Basically, back in the days when the kernel was single-threaded, testing
"vm_paging_target() > 0" was a reasonable way of determining if the
inactive queue scan met its target.  However, now that we can have
people concurrently allocating pages, it's race-y.  Instead, for
determining whether to call vm_req_vmdaemon(VM_SWAP_NORMAL) we should
directly check if the inactive queue scan met its target.

(I believe that another part of the explanation for why the call to
vm_req_vmdaemon(VM_SWAP_NORMAL) comes after the active queue scan and
not immediately after the inactive queue scan is that we would cache
pages from the active queue scan under certain circumstances.  That no
longer happens.)

I suspect that the changes that we made to the paging targets for 10.0
has also played a part in bringing this issue out into the daylight.

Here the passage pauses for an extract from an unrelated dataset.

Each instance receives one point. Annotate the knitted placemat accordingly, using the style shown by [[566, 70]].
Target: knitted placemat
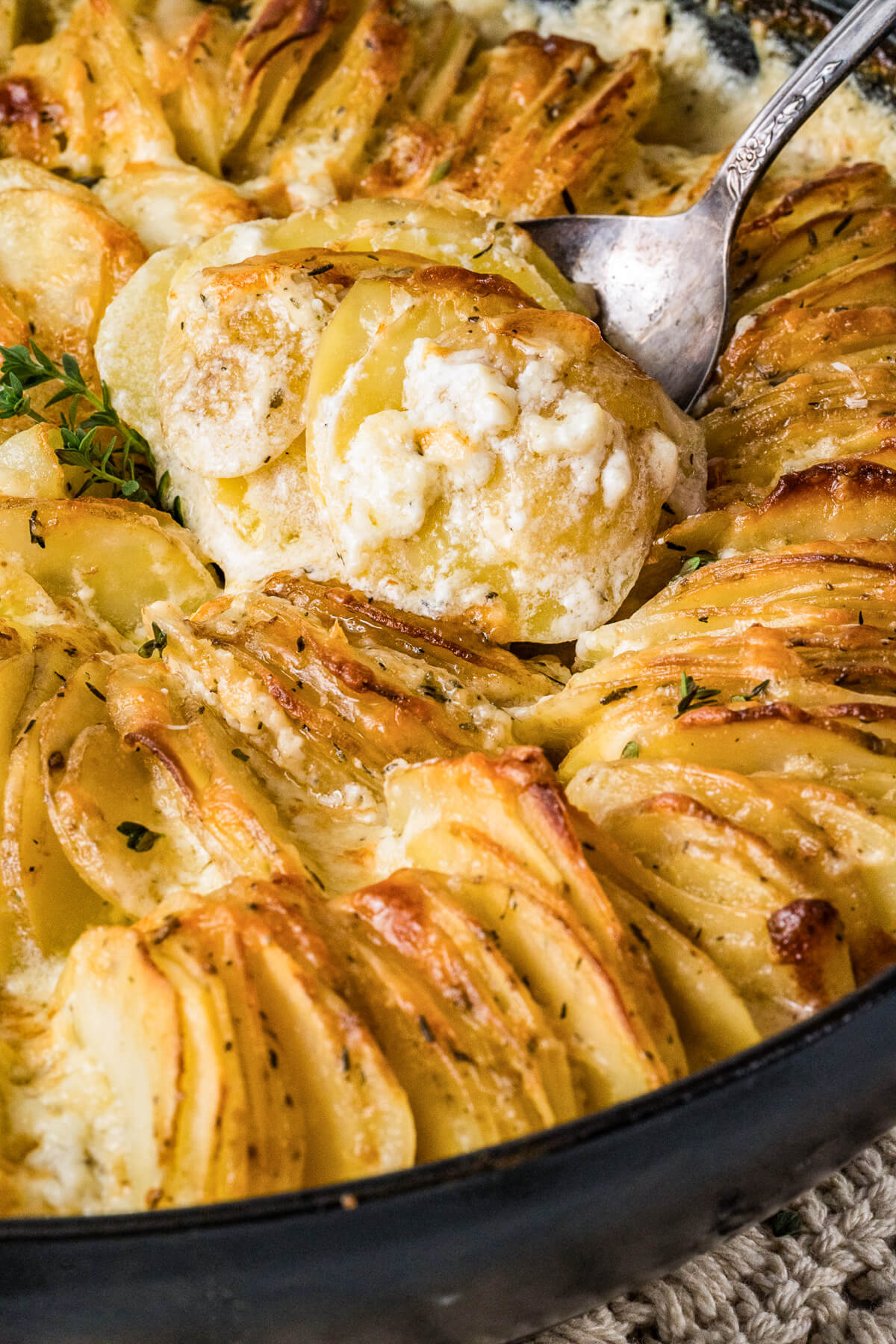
[[830, 1283]]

To conclude, the race here is not postgres-specific.  I ran a make -j7
buildworld on a machine with physmem configured to 1GB with the
following patch applied:

root at 108-254-203-201:/freebsd/base/head/sys # svn di -x -p
Index: vm/vm_pageout.c
===================================================================

--- vm/vm_pageout.c     (revision 270024)
+++ vm/vm_pageout.c     (working copy)
@@ -904,7 +904,7 @@ vm_pageout_scan(struct vm_domain *vmd, int pass)
        int act_delta, addl_page_shortage, deficit, maxscan, page_shortage;
        int vnodes_skipped = 0;
        int maxlaunder;
-       int lockmode;
+       int lockmode, inactive_shortage;
        boolean_t queues_locked;
 
        /*
@@ -1299,6 +1299,8 @@ relock_queues:
        }
        vm_pagequeue_unlock(pq);
 
+       inactive_shortage = page_shortage;
+
        /*
         * Compute the number of pages we want to try to move from the
         * active queue to the inactive queue.
@@ -1415,6 +1417,7 @@ relock_queues:
         * if we did not get enough free pages.
         */
        if (vm_paging_target() > 0) {
+printf("%d %d\n", inactive_shortage, vm_paging_target());
                if (vnodes_skipped && vm_page_count_min())
                        (void) speedup_syncer();
 #if !defined(NO_SWAPPING)

and I saw:

...
0 473
0 384
0 364
0 1522
0 1222
0 95
0 434
0 610
0 490
0 1033
0 499
0 1222
0 676
0 546
0 272
0 345
0 531
0 1064
0 1487
0 1619
0 1558
0 2494
0 601
0 343
0 381
0 1007
0 4393
0 4394
0 177
0 38
0 99
0 192
0 253
0 242
0 76
0 180
0 215
0 167
0 87
0 36
0 160
0 267
0 2198
0 231
0 2080
0 2309
0 2142
1021 3520
2525 4393
3735 3811
2786 4138
3323 4331
3203 4320
731 4258
0 224
0 126
53 140
3462 3752
0 885
0 1900
...

In other words, a lot of vmdaemon wakeups even though the inactive queue
scan cached/freed the desired number of pages.
 


> The fault fast path does not help there, since the object lock is
> still taken on fault, even readonly, which conflicts with the pagedaemon
> write lock mode.
>
> This is one of the reasons why I added MAP_SHARED_PHYS flag.